LLM Reliability Evaluation Platform
Production-grade system for measuring LLM behavioral consistency via Monte Carlo sampling. Benchmarked Qwen 2.5-7B across 240 inference calls — v2 grid sweep found temperature IS a lever, but top-p dominates 3.1×.
Standard benchmarks evaluate accuracy on a single inference pass. This platform evaluates something more deployment-relevant: behavioral consistency — how stable a model's outputs are across independent inference runs on identical inputs.
Built after recognising that open-source LLM evaluation tooling optimises for leaderboard scores but gives almost no signal about whether a model will behave predictably in production. The gap is especially sharp for 7B-class models being deployed in high-stakes domains.
The platform runs Monte Carlo sampling (n=5 per prompt) across a full temperature × top-p grid sweep and computes instability, confidence, semantic dispersion, and entropy for each inference. A DBSCAN clustering pass groups semantically similar outputs to identify whether a model converges or diverges on a given prompt.
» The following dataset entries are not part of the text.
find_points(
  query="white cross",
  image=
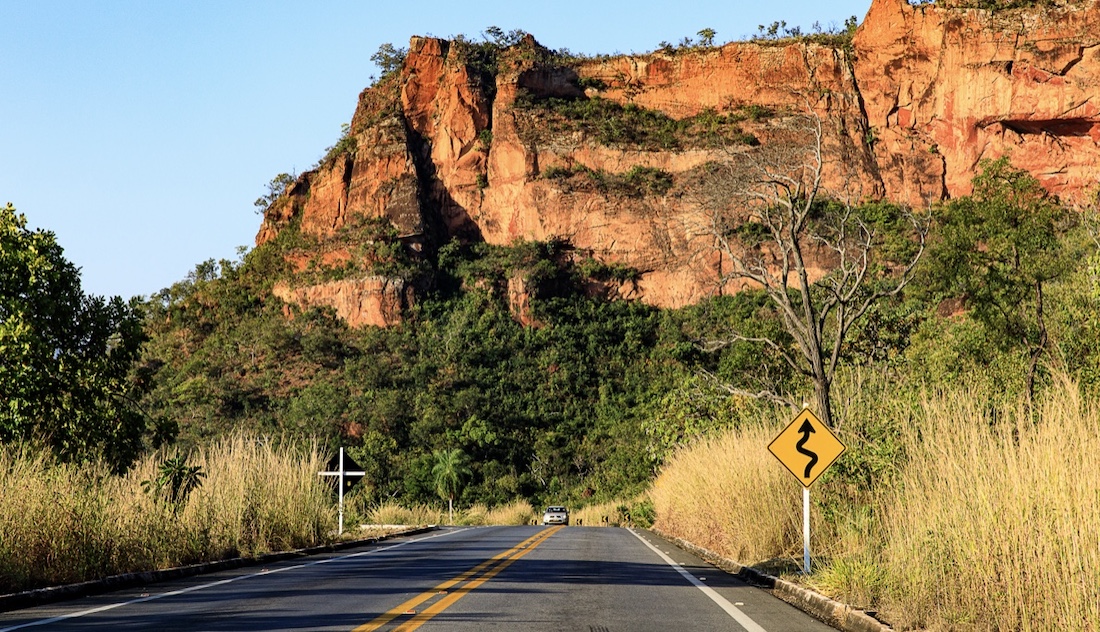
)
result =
(343, 474)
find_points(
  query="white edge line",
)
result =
(220, 583)
(741, 618)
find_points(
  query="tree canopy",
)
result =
(65, 356)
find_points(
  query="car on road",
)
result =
(556, 514)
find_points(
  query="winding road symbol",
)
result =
(806, 430)
(806, 447)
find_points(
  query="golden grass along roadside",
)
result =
(63, 523)
(990, 522)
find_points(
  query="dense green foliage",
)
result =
(65, 356)
(584, 403)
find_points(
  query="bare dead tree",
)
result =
(776, 225)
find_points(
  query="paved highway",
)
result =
(529, 578)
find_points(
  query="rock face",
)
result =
(460, 146)
(945, 88)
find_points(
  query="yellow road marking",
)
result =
(504, 560)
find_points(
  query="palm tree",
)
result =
(450, 470)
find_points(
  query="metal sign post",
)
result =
(348, 474)
(806, 462)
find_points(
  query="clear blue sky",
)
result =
(141, 132)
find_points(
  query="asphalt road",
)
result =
(529, 578)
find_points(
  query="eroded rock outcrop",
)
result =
(450, 147)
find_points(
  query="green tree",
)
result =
(275, 189)
(998, 250)
(65, 357)
(449, 473)
(175, 480)
(389, 58)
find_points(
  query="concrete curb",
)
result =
(835, 613)
(54, 594)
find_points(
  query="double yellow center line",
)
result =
(469, 580)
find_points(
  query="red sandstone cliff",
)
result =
(443, 151)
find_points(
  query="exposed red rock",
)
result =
(925, 92)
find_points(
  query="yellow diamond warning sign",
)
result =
(806, 447)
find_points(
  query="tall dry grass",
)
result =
(996, 524)
(990, 522)
(63, 522)
(728, 494)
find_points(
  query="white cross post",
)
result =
(342, 474)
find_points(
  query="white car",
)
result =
(556, 514)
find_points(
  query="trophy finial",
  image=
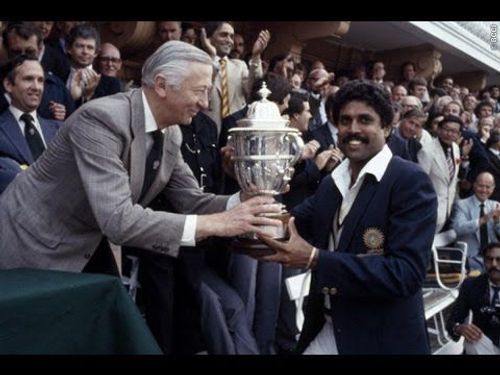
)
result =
(264, 92)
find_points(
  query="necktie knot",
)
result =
(33, 138)
(494, 299)
(27, 118)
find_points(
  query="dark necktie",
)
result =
(153, 161)
(225, 108)
(32, 136)
(483, 229)
(494, 299)
(451, 164)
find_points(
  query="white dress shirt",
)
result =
(325, 342)
(189, 232)
(17, 113)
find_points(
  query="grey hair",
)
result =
(172, 59)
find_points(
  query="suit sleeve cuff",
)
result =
(233, 201)
(189, 232)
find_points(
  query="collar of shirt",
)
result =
(491, 290)
(376, 166)
(333, 131)
(477, 202)
(42, 51)
(494, 152)
(149, 119)
(218, 59)
(445, 148)
(17, 113)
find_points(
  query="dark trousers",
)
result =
(170, 290)
(102, 261)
v2 ran 240 inference calls (48 prompts × 5 MC samples) and produced a significant revision to the v1 finding: temperature is not irrelevant — it interacts with top-p, but top-p dominates reliability at 3.1× the effect magnitude. The optimal configuration for Qwen 2.5-7B is T=0.1, top-p=0.5. v2 also achieved 0% null generation, compared to 11.8% in v1, through improved retry logic and failure classification.
Key Highlights
- Monte Carlo sampler: n=5 independent inference passes per prompt across full temperature × top-p grid
- Semantic clustering via sentence-transformers + DBSCAN to group divergent outputs
- Reliability metrics: instability, confidence, entropy, semantic dispersion, cluster dominance
- v2: 240 inference calls (48 prompts × 5 MC samples) — full grid sweep across T and top-p
- v2 finding: top-p dominates reliability at 3.1× the effect magnitude of temperature
- v2 finding: optimal config for Qwen 2.5-7B is T=0.1, top-p=0.5 (coding instability 0.163)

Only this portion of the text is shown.